Mary Val Palumbo DNP, APRN, GNP-BC; Dr. John Steele Taylor, MD


Purpose: To achieve the Healthy People 2030 goal of reducing preventable hospitalizations in older adults with dementia from 23.5% to 19.1%, this project implements the evidence-based UCLA Alzheimer’s and Dementia Care acuity classification system at an academic medical center’s memory program.

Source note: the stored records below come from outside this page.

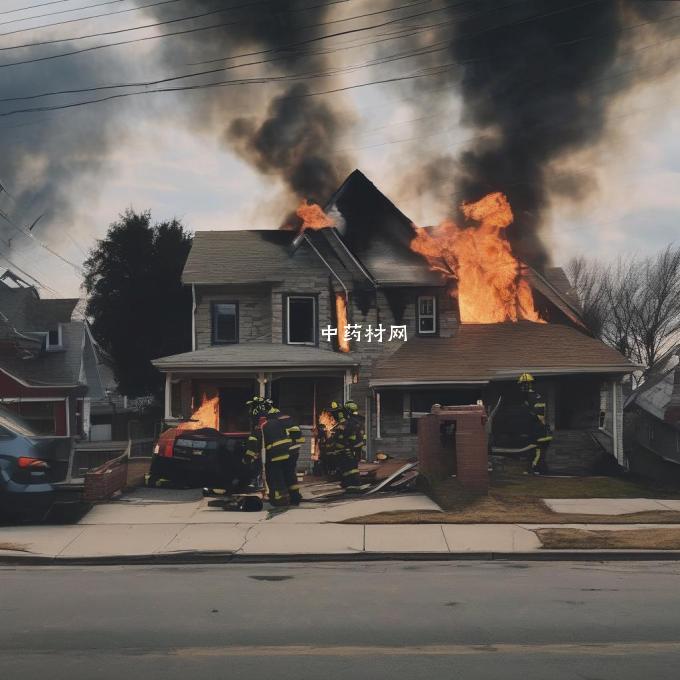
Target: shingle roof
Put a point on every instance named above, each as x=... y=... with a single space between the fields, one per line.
x=237 y=256
x=255 y=355
x=496 y=352
x=52 y=368
x=27 y=312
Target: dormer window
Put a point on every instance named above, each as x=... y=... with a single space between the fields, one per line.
x=54 y=339
x=427 y=314
x=301 y=320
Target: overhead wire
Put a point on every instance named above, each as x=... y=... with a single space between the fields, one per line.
x=62 y=11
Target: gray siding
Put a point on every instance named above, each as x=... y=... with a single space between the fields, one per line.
x=254 y=312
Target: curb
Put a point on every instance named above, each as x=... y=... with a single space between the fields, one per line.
x=200 y=557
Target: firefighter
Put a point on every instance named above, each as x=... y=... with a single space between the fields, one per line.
x=536 y=403
x=355 y=433
x=269 y=431
x=293 y=430
x=340 y=447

The system will assist the dementia care specialist in improving dementia care quality and minimizing potentially preventable hospitalizations.

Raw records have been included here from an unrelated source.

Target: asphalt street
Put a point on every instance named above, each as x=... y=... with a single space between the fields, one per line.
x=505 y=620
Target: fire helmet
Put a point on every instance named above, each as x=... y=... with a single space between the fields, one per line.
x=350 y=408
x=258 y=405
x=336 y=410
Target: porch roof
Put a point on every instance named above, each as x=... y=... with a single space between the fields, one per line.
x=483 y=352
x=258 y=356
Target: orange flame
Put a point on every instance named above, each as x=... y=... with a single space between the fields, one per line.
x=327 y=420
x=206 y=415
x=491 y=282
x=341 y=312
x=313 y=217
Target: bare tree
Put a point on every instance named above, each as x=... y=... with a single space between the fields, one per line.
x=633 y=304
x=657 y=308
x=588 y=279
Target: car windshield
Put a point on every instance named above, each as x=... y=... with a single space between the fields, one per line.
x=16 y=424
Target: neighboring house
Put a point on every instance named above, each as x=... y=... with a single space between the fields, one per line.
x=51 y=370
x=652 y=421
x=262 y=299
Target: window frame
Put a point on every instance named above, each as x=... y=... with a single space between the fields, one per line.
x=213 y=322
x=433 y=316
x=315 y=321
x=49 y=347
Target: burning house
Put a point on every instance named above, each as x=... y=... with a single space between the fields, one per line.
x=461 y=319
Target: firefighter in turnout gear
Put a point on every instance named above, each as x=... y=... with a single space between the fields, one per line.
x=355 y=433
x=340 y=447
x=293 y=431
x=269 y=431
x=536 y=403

Methods: A retrospective chart review and clinician reassessment at patients’ follow-up appointments were conducted over a six-month period utilizing a SMART phrase containing the acuity classification questions which categorized dementia patients as low (green), intermediate (yellow), or high (red) risk for hospitalization.

Results: After implementation, 64% (n=57) of initially classified patients were reevaluated, with 63% (36) reclassified as green and 37% (21) as yellow. Six patients were initially determined to be red, with three lost to follow up and three reassessed as yellow due to decreased emergency department visits and behavior changes. Yellow and red patients had more emergency department visits and falls, need increased supervision, and their caregivers’ report higher stress and more safety concerns. Caregiver stress correlated with acuity, as 76% (16) of yellow patients’ caregivers reported moderate to severe stress compared to 17% (6) for green patients.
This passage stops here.